Il a fallu attendre que la transition amorce un nouveau cap, pour que la justice sorte soudain de sa torpeur, pour donner une réponse favorable au dossier. Ceci dit, ces deux policiers qui n’ont pas encore bénéficié d’un non lieu pour les graves soupçons qui pèsent sur eux, dans ce dossier de narcotrafic, doivent s’attendre donc à aller au procès. Victor Traoré et Thermite Mara, ces deux gros bonnets de la police, sont surtout accusés d’avoir des accointances parmi les membres des cartels de la drogue dont ils auraient facilité les transactions.
C’est leur train de vie qui les aurait surtout trahis, attirant de facto la curiosité sur eux, étant largement à l’abri du besoin matériel.
D’autres personnalités du monde de la police qui avaient été interpellées dans le même cadre, elles, ont eu la chance d’être définitivement blanchies. C’est le cas de Bô Kéita, ancien ministre de la Sécurité, Zakaria Cissé, ancien directeur adjoint des renseignements généraux, ainsi que de l’ancien procureur au près le tribunal de première instance de Kaloum, M. Fernandez. Un certain Mangué Camara, ancien secrétaire général du comité national de lutte anti-drogue (CNLD) et l’ancien argentier du pays, Dr Ousmane Doré figurent parmi les cadres qui ont été sortis de ce pétrin.
D’autres flics demeurent toujours derrière les barreaux ainsi que des hauts gradés de l’armée, dont le général Diarra Camara, ancien chef d’état major général des armées, en attendant le jour j.
Pendant que le ministère de la Justice est entrain de procéder aux préparatifs des Assises, le collectif des avocats chargé de la défense des présumés narcotrafiquants de son côté prépare une riposte destinée à compliquer la tâche au gouvernement.
Ainsi, dans une déclaration publiée récemment, le collectif menaçait de boycotter le procès.
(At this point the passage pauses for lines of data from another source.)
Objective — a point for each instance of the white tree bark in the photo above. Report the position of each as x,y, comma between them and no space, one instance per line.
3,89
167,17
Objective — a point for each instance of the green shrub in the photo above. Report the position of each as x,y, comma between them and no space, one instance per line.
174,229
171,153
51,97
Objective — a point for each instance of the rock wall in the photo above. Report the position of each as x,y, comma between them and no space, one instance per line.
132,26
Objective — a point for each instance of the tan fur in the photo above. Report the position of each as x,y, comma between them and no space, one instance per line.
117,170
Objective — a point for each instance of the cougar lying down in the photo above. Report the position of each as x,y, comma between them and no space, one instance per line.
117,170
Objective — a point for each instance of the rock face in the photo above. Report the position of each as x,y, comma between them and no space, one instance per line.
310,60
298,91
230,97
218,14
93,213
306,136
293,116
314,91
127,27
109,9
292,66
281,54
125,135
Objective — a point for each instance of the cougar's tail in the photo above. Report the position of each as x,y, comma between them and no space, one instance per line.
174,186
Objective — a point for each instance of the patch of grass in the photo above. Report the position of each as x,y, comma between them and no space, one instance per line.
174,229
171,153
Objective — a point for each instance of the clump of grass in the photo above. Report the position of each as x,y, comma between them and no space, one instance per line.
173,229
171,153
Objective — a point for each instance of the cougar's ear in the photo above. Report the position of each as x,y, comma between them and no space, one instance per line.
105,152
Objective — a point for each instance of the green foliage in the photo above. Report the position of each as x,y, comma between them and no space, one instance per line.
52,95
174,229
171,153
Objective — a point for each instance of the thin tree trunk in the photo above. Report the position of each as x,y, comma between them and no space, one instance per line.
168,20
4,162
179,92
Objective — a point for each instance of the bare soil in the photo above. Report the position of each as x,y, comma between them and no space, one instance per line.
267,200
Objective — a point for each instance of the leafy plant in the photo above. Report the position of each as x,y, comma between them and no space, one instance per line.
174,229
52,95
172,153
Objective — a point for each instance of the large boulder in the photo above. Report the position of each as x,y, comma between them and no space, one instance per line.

Arguant que les procédures en la matière ont été entachées d’irrégularités.
Dans la foulée, Me Abass Bangoura du Barreau de Conakry suggère même d’organiser une marche de protestation pour dénoncer les agissements de Moussa Tiégboro Camara, ministre à la présidence de la république chargé des services spéciaux et de la lutte antidrogue, que les avocats considèrent comme un « ennemi de la justice ». Depuis qu’il a procédé à la saisie des biens des mis en cause, sous le couvert de la justice.
On le voit, le traitement qui entoure le dossier des présumés narcotrafiquants déchaîne les passions. Et l’enjeu est de taille pour le gouvernement de Jean- Marie Doré qui à travers ces Assises, va tenter son premier grand test dans la gestion des affaires de la république. Le moindre faux pas pourrait écorner son image.
Il faudra surtout se garder de céder à la pression émanant de qui que ce soit, dans cette affaire très délicate. Car l’opinion ne tolérera pas que des personnes qui ont flirté avec des narcotrafiquants, jusqu’à bénéficier de leurs largesses, puissent se retrouver en liberté. Tout comme il ne sera pas juste de condamner des innocents, dans le seul but de présenter à la face du monde des boucs émissaires qui paieront en lieu et place des vrais coupables.
Comme l’a écrit Sir William Blackston : « Il vaut mieux que dix coupables s’échappent plutôt qu’un seul innocent ne souffre ».
Cela est un classique en Guinée, livrer les menus fretins à la vindicte populaire, pendant que des bandits à cols blancs et autres criminels de tout acabit vont continuer à se la couler douce.
Le gouvernement de transition ne se laissera certainement pas se distraire, dans le déroulement de ces Assises, étant suffisamment averti.
Afin que la justice fasse son travail en toute indépendance.
C’est le sacrifice à consentir, pour amener les citoyens à avoir foi en leur justice.